Operator awareness/training. Although this is not on the maintenance checklist, having a well trained operator that stays alert of the unit and his or her surroundings is well worth the time and investment. Operators should be trained on proper operation but also about the warning indicator lamps/alarms and gauges. An alert operator trained what to do in case of an alarm or indicator light can prevent altogether or lessen the damage that may occur.
All manufacturers have an Operator Manual that details operation procedures and details what alarms and warning indicators are and what to do when is activated. If you do not have the manual search the manufacturer’s website and download the manual. Develop a training program to cover each type of unit you have in your fleet. This can save not only maintenance budget but also has the liability risk to it as well.
ST: Is there something turf managers can do a few times annually that will increase life and performance of mowers?
Sides: Follow recommend fluid change intervals as per the manufacturer recommendations; if you pay close attention you may see a little statement that says (In Extreme/Dusty working conditions change fluids at XXX). Extreme working conditions could be high ambient temperatures (xx) degrees, or under a heavy load for long periods of time, etc. If the fluids operate in extreme temperatures they will need to be changed more often.
The air intake system is another one that may be overlooked. Look for loose/damaged air intake hoses/clamps/housing and change the filter at least once a year if not more. Follow manufacturers’ recommended change intervals. Do not blow the air filter off with compressed air or bang up against something to clean. This will damage the filter medium and or damage the seals, replacing the filter is always best. Do not remove the filter/cover to check filter condition if equipped with a filter condition indicator. This keeps the possibility of dirt being introduced into the unit. Engines and dirt do not mix well and is expensive when it does happen.

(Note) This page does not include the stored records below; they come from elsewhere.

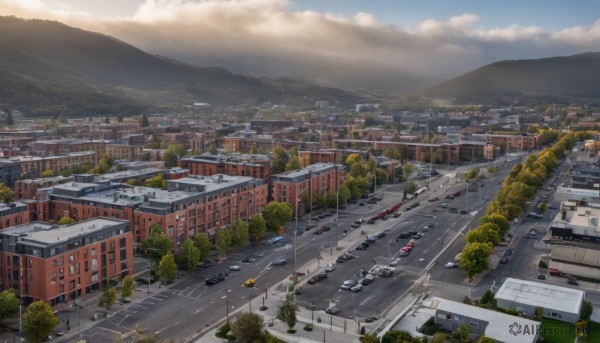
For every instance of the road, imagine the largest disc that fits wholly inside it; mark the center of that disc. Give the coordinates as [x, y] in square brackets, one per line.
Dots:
[189, 308]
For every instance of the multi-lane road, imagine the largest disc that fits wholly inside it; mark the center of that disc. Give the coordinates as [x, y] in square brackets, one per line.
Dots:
[189, 308]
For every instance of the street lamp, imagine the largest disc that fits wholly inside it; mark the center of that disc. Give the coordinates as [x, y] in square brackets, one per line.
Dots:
[227, 291]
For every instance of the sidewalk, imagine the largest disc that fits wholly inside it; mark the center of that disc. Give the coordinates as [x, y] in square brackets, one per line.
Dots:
[77, 316]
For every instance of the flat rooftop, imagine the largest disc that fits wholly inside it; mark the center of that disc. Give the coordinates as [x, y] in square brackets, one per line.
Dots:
[499, 323]
[46, 234]
[538, 294]
[314, 168]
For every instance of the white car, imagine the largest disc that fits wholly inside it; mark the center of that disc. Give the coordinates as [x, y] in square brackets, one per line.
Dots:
[357, 288]
[451, 265]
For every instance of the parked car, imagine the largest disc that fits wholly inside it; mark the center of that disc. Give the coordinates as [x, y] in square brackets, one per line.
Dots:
[356, 288]
[451, 265]
[280, 261]
[332, 310]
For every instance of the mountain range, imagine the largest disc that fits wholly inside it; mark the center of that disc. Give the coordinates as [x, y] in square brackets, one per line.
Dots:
[553, 79]
[51, 69]
[48, 68]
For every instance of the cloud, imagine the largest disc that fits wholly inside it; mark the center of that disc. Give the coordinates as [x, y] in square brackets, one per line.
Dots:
[266, 37]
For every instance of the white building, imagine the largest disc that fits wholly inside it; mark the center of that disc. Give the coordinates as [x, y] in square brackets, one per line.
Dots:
[559, 303]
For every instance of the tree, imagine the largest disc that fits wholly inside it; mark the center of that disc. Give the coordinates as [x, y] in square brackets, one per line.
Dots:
[257, 227]
[497, 219]
[484, 234]
[9, 305]
[10, 121]
[127, 286]
[204, 246]
[586, 310]
[369, 338]
[144, 121]
[66, 221]
[287, 312]
[173, 154]
[277, 214]
[107, 298]
[462, 333]
[474, 258]
[157, 182]
[188, 256]
[6, 194]
[47, 173]
[158, 243]
[411, 187]
[239, 233]
[167, 269]
[248, 327]
[280, 159]
[223, 242]
[38, 321]
[293, 164]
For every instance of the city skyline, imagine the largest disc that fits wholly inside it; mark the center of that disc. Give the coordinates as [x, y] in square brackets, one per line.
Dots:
[335, 42]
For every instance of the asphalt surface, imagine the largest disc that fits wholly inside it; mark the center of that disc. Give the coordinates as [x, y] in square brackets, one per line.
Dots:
[189, 308]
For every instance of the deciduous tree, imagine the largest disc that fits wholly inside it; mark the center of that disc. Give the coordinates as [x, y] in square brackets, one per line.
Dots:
[257, 227]
[248, 327]
[9, 305]
[277, 214]
[223, 242]
[107, 298]
[6, 194]
[204, 246]
[38, 321]
[239, 234]
[188, 256]
[287, 312]
[167, 269]
[474, 258]
[127, 286]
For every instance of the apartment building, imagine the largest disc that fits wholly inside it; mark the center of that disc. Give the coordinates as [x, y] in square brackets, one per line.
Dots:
[28, 188]
[34, 165]
[256, 166]
[512, 142]
[53, 263]
[319, 178]
[188, 206]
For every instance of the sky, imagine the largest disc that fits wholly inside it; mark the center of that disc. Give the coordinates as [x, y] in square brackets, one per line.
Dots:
[353, 43]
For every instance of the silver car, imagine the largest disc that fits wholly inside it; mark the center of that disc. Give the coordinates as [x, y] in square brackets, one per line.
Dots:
[348, 284]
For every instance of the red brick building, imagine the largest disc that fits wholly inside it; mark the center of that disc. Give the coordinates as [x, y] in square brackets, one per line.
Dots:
[58, 264]
[256, 166]
[188, 206]
[315, 179]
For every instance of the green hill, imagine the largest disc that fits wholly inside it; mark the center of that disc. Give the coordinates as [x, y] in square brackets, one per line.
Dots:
[571, 77]
[48, 68]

One other item to be sure of is when washing the unit, it should be shut off. I have seen bent piston rods where water was sucked in while engine was running.
ST: How large of an operation, like a college or school district, do you think can support having an in-house mechanic?
Sides: That’s hard to say because of so many variables but looking at the annual maintenance budget and what is out-sourced vs. what is done in house would be a good start in making that decision. If you have had to replace complete units because of poor maintenance then this may be also be a deciding factor.
Some dealers do offer a yearly maintenance service program that can be used for smaller fleets but someone still needs to have the ability to perform the daily maintenance checks and setups suggested by the manufacturer.
ST: What’s your advice for keeping smaller equipment like trimmers running their best?
Sides: Keeping the filter clean and the fuel quality. Ethanol in fuel has shortened the shelf life of gasoline. When moisture develops over time issues with small equipment take place causing idling issues, weak performance or no start conditions. This then becomes quite expensive for repair if not caught early.
Keep the fuel treated with a quality fuel stabilizer like Ethanol Shield year round. This will protect the fuel system from stale fuel as well as protect it from the harmful effects of ethanol.
ST: In your experience what are the most costly mistakes people make when it comes to equipment maintenance?
Sides: 1. Not having a plan (maintenance checklist). 2. Not following through (routine, routine, routine). 3. Not keeping accurate records (tracking parts used, hours when serviced etc.) 4. Not following proper procedures (can lead to more expense or liability exposure).